La conséquence de ce qui précède est qu’une rencontre un peu approfondie, entre l’art contemporain et un Rabelais mis en perspective avec ses sources populaires, n’a jamais été tentée. Or, la connaissance de Rabelais a grandement progressé et s’est éloignée des poncifs transmis par les manuels scolaires. Du côté de l’art, l’univers de l’écrivain, s’il n’est pas explicitement revendiqué, n’est pas ignoré, tant s’en faut. La situation se prête donc aujourd’hui à une rencontre.
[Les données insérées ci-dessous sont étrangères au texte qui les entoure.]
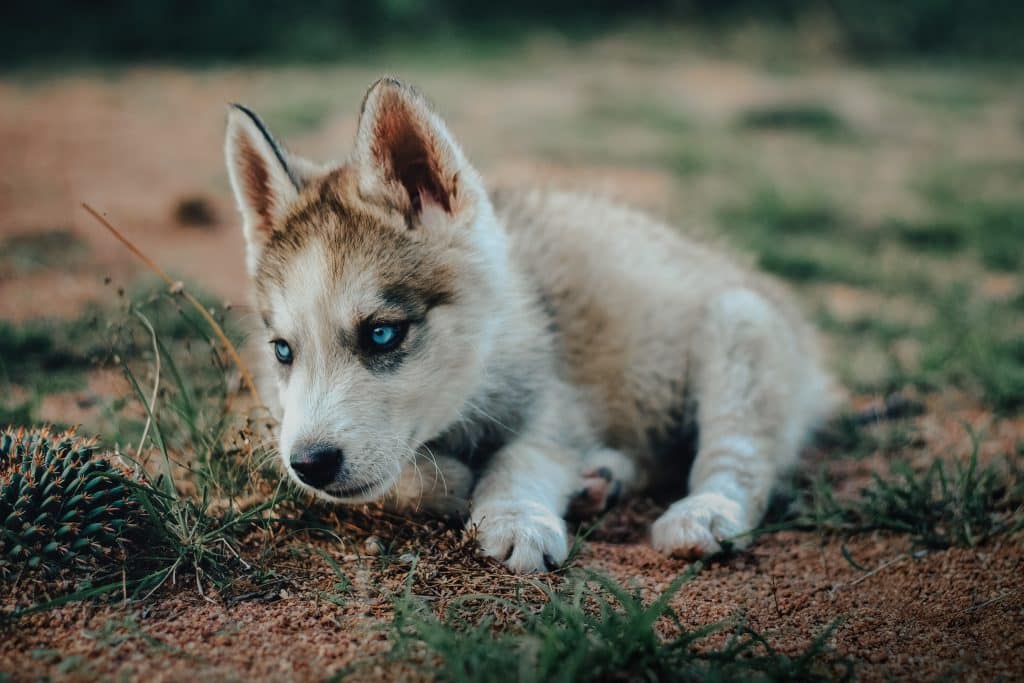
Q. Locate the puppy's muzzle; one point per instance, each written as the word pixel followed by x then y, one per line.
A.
pixel 316 465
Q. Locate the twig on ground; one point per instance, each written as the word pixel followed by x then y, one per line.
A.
pixel 150 263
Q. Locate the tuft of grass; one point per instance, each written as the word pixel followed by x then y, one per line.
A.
pixel 975 345
pixel 810 118
pixel 960 505
pixel 195 464
pixel 592 629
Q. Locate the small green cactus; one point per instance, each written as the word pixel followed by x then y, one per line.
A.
pixel 59 505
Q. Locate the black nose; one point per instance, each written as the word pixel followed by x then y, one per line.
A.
pixel 316 465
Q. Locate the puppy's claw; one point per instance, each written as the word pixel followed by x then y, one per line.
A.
pixel 697 525
pixel 525 537
pixel 599 493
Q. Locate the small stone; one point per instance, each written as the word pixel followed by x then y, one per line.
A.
pixel 373 546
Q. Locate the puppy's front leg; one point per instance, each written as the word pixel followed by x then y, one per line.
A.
pixel 518 507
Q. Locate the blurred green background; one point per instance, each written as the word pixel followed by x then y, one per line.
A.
pixel 317 30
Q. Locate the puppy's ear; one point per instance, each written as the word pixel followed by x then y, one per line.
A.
pixel 404 145
pixel 265 178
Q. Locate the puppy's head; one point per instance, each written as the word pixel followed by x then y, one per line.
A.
pixel 375 280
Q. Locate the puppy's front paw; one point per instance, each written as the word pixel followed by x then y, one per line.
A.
pixel 695 525
pixel 525 536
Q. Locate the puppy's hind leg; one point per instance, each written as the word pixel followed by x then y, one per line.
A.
pixel 752 414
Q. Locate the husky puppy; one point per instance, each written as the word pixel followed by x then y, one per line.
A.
pixel 436 345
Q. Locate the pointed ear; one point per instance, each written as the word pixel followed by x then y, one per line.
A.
pixel 403 144
pixel 265 178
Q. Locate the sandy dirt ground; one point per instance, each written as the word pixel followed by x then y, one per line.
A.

Mettre dans une même exposition des œuvres d’art qui aiment à être isolées avec des documents, des images populaires ou des objets vernaculaires paraîtra inacceptable à plus d’un. Les précédents en la matière sont du côté des cabinets de curiosité revisités par des artistes, des historiens ou des commissaires visionnaires. Nous pensons à The Uncanny de Mike Kelley (Arnhem, 1993 ; Liverpool, 2000 ; Vienne, 2005), à L’Âme au corps de Jean Clair (Paris, 1993), à Iconoclash de Bruno Latour et Peter Weibel (Kalsruhe, 2002), et tout récemment à Artempo, conçue par Axel Vervoordt et Mattijs Visser (Venise, 2007). Dans tous ces exemples, on a tenté de dépasser une histoire de l’art repliée sur elle-même au profit du point de vue élargi de la culture visuelle. Il reste que si cela a été tenté en confrontant l’art à l’histoire des sciences ou à la curiosité, la rencontre du premier avec le folklore et la mythologie populaire européenne n’a jamais eu lieu dans le cadre d’une grande manifestation.

Concept

Le génial théoricien russe de la littérature, Mikhaïl Bakhtine, dont la thèse portait précisément sur l’Œuvre de Rabelais et la culture populaire du Moyen Âge et de la Renaissance, a forgé trois concepts qui peuvent nous servir de guide pour concevoir, à partir de l’art contemporain, un grand événement autour de Rabelais : le carnavalesque, le chronotope et le dialogisme. L’élément carnavalesque enracine le texte dans la culture populaire de son temps. Le chronotope caractérise l’unité de temps et de lieu du récit. Le dialogisme est le propre d’une écriture, construite comme une polyphonie, qui s’énonce de plusieurs voix. Les études récentes nous incitent à ajouter que cette polyphonie est aussi faite d’anachronismes et que le texte rabelaisien empile des niveaux historiques hétérogènes. Dans Rabelais, nous seront donc sensibles à la culture populaire et à la tradition carnavalesque ; à un chronotope marqué par un temps collectif, cyclique, spatial et concret ; à la superposition des voix théologiques, humanistes et populaires et à la coexistence d’époques différentes.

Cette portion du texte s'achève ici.